At least it had before he’d found Maria. And if it all worked out here…
He destroyed the thought, realizing how far from those concerns the one he was currently embarked upon was. How foreign to his problems with childcare.
“Gotta go,” he said, glancing at his watch again.
It was already four-thirty. With traffic, making it to Jenna Kincaid’s office before five would be a close-run thing. And it would mean doing without dinner again.
“But you’ll think about it, won’t you?” Cathy said, bringing his attention back.
“The puppy?”
“No, I know we can’t have a dog. Getting home before Christmas. You’ll try, won’t you?”
“I told you the last time. It just depends on how things go down here.”
“In Birmingham.”
“That’s right.”
“That’s where that killer is, right?”
The question caught at Sean’s gut, twisting it. He hesitated, wondering if someone could possibly have said something to the little girl about those deaths here.
“Who told you that?”
“I saw it on the news. Maria turned it off, but they said ‘Birmingham.’ I’m pretty sure.”
“And it worried you?”
“Yeah. A little.”
“Nothing’s going to happen to me, Princess. You can quit worrying about that.”

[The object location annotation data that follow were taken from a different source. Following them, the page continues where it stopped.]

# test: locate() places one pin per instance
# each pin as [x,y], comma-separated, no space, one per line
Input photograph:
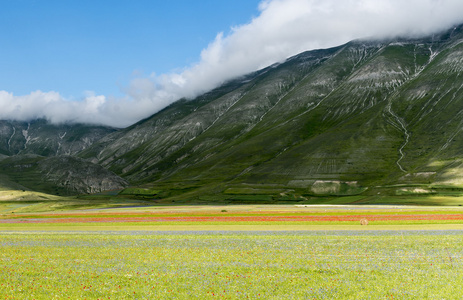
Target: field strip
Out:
[122,227]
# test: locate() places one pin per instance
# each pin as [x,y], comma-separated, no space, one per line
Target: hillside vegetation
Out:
[369,119]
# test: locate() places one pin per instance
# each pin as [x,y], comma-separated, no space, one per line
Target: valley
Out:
[368,122]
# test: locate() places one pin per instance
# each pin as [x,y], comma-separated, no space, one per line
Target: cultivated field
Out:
[233,252]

There was silence on the other end. It lasted long enough that he felt that same squeeze of dread in his belly.
“You hear me, Princess. I’m taking care of business down here, and then I’ll be home. I swear to you.”
“Okay.”
“You take care of your brother. And save some of that cake for me.”
“Okay.”
The usually bubbly voice was still subdued. Sean closed his eyes, trying to find words that would comfort a child whose world had already been destroyed once.